The International Monetary Fund cut its forecast for world growth this year, due to a slower recovery in advanced economies and a further slowdown in emerging nations.
"Weakness in Asian equities and soft Chinese data saw a waning of risk appetite," ANZ Bank New Zealand senior economist Mark Smith and economist Dylan Eades said in a note.
"Heightened financial market volatility due to weakness in the Asian region will continue to provide a negative backdrop for the New Zealand dollar."
Dairy product prices rose 10.9 percent in the GlobalDairyTrade auction overnight, taking the gain over the last two events to 23 per cent after nearly six months of declines.

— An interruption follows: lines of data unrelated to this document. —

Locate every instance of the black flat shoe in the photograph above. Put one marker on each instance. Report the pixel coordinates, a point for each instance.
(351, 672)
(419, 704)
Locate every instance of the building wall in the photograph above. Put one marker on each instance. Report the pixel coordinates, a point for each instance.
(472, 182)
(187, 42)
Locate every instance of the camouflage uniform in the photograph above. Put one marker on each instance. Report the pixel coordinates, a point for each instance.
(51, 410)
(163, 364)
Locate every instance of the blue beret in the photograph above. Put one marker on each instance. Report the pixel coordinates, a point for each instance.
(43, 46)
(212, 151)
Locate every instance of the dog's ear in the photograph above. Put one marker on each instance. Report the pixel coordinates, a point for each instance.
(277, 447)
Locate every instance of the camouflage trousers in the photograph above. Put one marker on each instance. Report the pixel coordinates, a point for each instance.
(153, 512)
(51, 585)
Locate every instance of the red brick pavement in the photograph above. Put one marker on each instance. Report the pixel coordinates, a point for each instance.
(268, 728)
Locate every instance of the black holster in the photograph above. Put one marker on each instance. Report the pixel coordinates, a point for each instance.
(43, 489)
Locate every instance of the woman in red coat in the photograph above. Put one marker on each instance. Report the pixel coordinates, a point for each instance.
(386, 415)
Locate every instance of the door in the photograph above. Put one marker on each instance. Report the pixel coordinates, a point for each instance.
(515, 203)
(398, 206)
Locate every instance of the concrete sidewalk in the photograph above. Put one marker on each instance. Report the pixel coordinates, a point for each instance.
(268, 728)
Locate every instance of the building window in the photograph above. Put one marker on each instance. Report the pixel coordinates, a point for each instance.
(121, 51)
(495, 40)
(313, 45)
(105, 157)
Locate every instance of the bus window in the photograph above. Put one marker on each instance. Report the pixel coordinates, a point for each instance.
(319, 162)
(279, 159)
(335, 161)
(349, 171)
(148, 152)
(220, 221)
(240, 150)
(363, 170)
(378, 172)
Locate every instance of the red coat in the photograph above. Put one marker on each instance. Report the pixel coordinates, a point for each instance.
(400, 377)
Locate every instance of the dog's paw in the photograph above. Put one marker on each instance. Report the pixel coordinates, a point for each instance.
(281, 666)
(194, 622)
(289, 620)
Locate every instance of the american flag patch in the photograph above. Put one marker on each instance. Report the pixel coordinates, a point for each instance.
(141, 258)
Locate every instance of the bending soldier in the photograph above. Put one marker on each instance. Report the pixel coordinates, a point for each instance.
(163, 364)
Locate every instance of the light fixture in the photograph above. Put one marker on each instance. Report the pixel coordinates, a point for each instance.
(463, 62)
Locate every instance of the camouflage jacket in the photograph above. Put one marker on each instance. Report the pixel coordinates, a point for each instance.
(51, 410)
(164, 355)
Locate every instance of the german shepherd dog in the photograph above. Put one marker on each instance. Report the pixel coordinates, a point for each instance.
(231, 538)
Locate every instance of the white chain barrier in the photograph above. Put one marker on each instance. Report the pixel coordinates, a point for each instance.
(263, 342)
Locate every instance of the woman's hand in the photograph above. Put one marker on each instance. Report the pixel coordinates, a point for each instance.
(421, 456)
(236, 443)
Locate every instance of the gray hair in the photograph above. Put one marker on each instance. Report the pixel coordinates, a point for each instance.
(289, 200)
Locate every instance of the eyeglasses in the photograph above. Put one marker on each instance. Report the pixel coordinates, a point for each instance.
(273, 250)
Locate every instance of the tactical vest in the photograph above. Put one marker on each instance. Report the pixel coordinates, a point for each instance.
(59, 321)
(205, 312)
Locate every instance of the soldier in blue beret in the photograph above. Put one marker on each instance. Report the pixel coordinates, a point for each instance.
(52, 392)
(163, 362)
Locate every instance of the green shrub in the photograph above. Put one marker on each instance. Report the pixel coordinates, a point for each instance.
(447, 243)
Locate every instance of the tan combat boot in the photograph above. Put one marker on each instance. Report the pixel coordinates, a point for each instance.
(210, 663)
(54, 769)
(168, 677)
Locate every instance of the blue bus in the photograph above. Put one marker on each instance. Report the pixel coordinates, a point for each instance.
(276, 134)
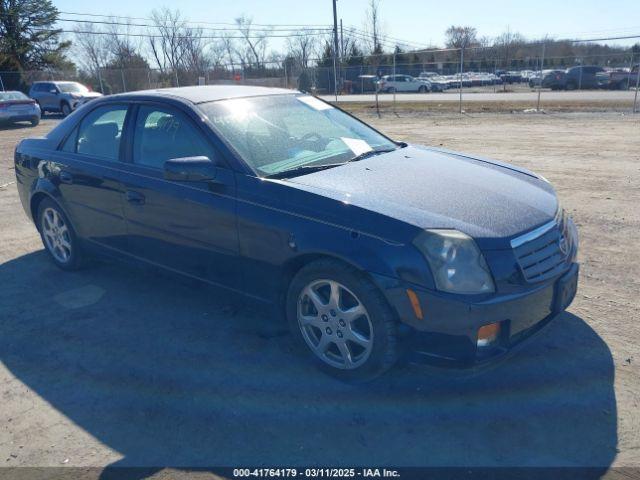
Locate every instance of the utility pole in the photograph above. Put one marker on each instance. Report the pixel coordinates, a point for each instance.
(335, 49)
(541, 76)
(342, 52)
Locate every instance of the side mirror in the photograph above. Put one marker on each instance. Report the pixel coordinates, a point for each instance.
(190, 169)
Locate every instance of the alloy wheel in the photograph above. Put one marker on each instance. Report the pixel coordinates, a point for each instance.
(56, 235)
(335, 324)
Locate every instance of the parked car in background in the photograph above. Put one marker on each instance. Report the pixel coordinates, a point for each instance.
(547, 79)
(582, 77)
(620, 79)
(435, 81)
(63, 97)
(403, 83)
(365, 83)
(510, 76)
(365, 245)
(17, 107)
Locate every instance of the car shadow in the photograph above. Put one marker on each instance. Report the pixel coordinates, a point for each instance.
(170, 373)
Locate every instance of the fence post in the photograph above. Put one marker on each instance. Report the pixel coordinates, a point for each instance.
(635, 98)
(100, 81)
(124, 85)
(580, 77)
(461, 69)
(285, 74)
(541, 77)
(394, 79)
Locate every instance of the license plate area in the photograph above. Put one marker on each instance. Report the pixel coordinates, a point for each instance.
(565, 290)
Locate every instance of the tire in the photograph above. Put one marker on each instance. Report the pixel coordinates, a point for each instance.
(354, 338)
(65, 108)
(59, 237)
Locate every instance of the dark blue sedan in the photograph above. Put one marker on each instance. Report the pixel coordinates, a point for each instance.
(368, 247)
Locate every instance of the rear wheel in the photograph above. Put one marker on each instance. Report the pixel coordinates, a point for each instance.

Still, the US$2,078 whole milk powder price is still below the US$2,200 level needed to achieve Fonterra Cooperative Group's 2015/16 $3.85 per kilogram of milk solids forecast payout to farmers, and the auction provided only a "modicum" of support for the kiwi, ANZ said.

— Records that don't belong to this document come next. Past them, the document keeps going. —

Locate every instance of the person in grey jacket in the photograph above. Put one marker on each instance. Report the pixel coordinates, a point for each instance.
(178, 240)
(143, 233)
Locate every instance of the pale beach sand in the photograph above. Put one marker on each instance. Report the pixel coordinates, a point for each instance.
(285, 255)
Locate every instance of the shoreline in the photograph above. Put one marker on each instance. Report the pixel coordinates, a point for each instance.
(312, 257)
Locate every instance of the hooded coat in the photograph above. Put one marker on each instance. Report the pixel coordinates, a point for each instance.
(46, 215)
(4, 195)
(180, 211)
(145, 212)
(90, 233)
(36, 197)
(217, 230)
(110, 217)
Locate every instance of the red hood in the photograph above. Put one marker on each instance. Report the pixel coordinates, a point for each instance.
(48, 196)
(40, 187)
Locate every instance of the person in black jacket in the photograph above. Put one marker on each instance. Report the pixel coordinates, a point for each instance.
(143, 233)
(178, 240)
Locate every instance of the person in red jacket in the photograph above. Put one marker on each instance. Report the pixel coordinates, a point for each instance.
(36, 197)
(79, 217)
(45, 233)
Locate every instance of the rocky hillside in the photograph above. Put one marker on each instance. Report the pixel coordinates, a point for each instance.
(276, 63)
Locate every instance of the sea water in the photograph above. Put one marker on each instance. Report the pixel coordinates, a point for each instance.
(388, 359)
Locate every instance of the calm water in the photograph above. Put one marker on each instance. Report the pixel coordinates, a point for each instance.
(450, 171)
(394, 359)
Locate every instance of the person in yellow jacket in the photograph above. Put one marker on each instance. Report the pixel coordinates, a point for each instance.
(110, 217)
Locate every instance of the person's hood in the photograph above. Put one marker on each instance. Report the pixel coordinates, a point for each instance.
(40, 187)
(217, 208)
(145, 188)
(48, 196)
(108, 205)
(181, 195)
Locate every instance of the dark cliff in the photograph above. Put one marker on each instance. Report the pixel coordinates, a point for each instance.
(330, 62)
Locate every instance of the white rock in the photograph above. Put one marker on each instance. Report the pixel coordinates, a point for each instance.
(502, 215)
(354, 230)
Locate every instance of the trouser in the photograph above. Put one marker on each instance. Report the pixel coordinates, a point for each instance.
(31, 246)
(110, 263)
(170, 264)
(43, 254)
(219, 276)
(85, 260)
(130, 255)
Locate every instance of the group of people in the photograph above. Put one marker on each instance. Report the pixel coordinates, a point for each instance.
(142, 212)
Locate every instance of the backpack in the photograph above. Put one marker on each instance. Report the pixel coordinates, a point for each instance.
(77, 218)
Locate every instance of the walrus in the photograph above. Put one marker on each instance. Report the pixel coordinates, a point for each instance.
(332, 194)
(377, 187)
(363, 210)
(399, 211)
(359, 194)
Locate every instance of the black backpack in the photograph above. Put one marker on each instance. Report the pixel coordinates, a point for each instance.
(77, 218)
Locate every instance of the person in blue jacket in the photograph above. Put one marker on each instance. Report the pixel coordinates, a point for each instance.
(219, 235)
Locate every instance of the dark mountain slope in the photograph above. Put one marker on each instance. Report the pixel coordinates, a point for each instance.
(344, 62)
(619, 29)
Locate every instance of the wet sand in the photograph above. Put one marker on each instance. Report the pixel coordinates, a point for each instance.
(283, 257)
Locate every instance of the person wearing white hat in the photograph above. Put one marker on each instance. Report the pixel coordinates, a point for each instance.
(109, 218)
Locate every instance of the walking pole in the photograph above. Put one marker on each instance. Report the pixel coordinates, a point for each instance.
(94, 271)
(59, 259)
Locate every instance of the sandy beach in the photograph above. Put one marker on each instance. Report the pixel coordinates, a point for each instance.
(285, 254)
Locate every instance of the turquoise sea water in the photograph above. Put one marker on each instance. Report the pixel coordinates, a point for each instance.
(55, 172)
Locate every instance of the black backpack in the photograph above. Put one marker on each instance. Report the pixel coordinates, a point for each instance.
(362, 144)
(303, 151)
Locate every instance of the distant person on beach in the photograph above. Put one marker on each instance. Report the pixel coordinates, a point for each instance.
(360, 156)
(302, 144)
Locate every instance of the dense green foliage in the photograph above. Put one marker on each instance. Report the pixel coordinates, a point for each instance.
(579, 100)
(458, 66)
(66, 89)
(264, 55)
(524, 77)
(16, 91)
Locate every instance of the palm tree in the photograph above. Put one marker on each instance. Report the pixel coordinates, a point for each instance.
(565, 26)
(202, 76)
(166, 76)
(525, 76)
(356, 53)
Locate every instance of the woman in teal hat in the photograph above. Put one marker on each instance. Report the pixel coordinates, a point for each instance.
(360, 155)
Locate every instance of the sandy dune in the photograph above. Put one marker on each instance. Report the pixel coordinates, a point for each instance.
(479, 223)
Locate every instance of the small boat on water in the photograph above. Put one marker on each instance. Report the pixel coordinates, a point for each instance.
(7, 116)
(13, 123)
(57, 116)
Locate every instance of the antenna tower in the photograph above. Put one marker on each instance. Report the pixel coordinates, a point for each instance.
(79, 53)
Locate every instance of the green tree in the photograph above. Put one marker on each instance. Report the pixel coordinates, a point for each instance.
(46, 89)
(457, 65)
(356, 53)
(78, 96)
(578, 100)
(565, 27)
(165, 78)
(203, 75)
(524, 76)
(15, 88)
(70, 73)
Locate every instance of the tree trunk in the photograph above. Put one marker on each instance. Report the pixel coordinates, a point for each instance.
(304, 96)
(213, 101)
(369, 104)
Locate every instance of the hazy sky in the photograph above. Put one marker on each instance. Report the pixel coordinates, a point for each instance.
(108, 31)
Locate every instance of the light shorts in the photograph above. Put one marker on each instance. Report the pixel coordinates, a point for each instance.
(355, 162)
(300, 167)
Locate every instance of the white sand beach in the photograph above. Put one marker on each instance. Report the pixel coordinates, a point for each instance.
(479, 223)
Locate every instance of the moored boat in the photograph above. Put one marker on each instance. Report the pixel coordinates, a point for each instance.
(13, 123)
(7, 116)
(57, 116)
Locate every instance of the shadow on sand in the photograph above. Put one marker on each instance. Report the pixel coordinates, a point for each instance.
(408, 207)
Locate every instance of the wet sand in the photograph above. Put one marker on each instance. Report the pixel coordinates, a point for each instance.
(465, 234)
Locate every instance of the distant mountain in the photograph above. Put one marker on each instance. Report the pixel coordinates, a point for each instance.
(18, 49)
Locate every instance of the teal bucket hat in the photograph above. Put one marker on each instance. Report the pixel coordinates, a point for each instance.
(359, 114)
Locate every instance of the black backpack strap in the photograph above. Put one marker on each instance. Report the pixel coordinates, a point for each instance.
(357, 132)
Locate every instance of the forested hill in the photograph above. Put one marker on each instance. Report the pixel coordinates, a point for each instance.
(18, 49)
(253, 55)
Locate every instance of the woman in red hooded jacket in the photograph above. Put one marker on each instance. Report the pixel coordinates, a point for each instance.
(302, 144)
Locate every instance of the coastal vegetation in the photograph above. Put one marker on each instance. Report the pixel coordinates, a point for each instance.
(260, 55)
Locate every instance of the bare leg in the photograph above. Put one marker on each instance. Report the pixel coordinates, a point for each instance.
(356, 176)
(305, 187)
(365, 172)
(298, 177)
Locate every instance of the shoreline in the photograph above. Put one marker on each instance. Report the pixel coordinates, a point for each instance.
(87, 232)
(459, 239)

ANZ expects the kiwi to trade between 63 US cents and 63.90 cents today. In New Zealand today, ANZ publishes its Commodity Price Index at 1pm.
The New Zealand dollar advanced to 90.13 Australian cents from 89.41 cents yesterday after the Reserve Bank of Australia kept its benchmark interest rate unchanged yesterday. Today, Australian second-quarter GDP data is due out.

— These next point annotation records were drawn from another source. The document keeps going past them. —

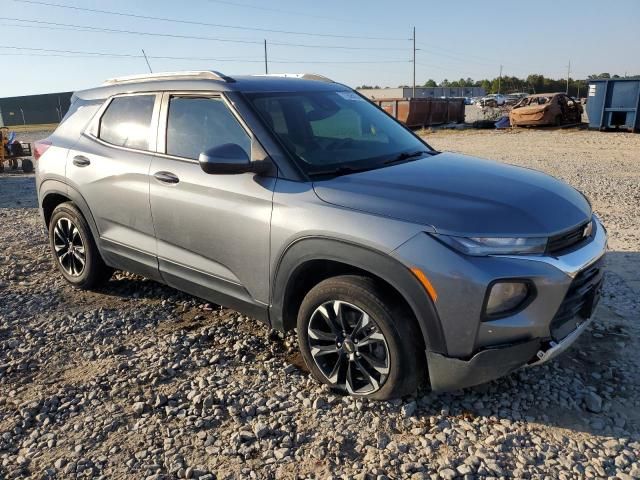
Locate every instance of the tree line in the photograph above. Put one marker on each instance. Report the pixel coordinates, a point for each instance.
(534, 83)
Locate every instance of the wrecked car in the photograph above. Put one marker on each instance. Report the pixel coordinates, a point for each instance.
(546, 109)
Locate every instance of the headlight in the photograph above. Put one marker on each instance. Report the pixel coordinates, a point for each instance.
(506, 296)
(482, 246)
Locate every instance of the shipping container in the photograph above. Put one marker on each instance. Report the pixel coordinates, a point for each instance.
(34, 109)
(423, 112)
(613, 104)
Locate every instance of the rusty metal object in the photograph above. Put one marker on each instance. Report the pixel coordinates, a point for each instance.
(423, 112)
(546, 109)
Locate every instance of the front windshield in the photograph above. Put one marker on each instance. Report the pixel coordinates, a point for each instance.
(335, 132)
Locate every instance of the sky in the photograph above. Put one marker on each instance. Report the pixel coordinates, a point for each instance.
(48, 47)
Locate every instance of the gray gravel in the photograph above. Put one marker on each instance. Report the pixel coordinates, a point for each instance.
(141, 381)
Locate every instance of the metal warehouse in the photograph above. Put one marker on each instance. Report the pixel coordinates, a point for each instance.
(34, 109)
(422, 92)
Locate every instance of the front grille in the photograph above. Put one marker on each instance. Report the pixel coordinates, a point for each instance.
(566, 240)
(579, 301)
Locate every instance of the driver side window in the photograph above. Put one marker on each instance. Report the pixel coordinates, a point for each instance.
(196, 124)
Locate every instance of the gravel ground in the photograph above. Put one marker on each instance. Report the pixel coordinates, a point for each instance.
(140, 381)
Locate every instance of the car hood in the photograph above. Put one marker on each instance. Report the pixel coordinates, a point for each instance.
(529, 109)
(458, 194)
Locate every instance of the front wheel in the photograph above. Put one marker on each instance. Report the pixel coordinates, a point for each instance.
(27, 166)
(360, 341)
(74, 250)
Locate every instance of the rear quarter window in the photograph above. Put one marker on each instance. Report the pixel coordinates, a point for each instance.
(77, 117)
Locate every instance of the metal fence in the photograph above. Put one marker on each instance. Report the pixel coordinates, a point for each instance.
(34, 109)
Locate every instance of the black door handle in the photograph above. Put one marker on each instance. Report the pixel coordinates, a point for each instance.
(81, 161)
(166, 177)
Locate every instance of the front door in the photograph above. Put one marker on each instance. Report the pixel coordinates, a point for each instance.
(109, 166)
(212, 230)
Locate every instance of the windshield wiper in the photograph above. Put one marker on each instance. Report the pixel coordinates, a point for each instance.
(341, 170)
(401, 157)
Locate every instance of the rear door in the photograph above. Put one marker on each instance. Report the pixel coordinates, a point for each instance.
(109, 166)
(212, 230)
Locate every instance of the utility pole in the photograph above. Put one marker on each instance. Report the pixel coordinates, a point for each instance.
(414, 62)
(266, 64)
(147, 60)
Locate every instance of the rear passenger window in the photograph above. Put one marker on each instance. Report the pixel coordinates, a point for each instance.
(127, 121)
(198, 124)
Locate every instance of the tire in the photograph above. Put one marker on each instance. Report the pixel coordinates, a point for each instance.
(72, 244)
(337, 360)
(27, 166)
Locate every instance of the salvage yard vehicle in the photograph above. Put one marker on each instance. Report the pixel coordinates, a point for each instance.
(12, 151)
(546, 109)
(492, 100)
(297, 201)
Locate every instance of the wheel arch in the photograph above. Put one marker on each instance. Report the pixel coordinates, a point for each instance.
(310, 260)
(55, 192)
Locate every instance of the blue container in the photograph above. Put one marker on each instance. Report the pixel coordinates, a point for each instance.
(614, 104)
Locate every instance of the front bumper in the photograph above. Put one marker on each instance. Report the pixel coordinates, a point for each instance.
(479, 351)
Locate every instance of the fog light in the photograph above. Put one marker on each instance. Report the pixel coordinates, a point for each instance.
(506, 297)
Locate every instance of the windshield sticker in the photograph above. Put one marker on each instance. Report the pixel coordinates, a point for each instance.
(349, 95)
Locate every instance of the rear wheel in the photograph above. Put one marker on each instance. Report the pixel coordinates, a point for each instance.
(358, 340)
(74, 250)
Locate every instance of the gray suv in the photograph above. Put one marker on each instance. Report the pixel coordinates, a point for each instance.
(295, 200)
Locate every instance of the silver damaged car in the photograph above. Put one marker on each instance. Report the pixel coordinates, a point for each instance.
(295, 200)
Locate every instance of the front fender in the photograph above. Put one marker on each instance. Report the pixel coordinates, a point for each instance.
(377, 263)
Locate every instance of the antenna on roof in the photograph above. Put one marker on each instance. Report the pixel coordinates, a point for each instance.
(147, 60)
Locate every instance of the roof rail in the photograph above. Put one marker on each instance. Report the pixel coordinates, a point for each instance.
(185, 75)
(304, 76)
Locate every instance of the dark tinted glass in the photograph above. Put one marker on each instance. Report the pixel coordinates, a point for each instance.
(198, 124)
(127, 121)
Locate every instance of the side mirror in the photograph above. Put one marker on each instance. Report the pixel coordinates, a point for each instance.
(228, 158)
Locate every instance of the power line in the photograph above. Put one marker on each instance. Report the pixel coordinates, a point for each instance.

The local currency fell to 56.04 euro cents from 56.56 cents yesterday as investors favoured the lower yielding euro over high yielding currencies like the kiwi in times of risk aversion.
It edged lower to 41.36 British pence from 41.40 pence yesterday.
The kiwi dropped to 75.79 yen from 76.97 yen, and declined to 60.78 Swiss franc from 61.29 franc. It slipped to 4.0284 yuan from 4.0585 yuan yesterday.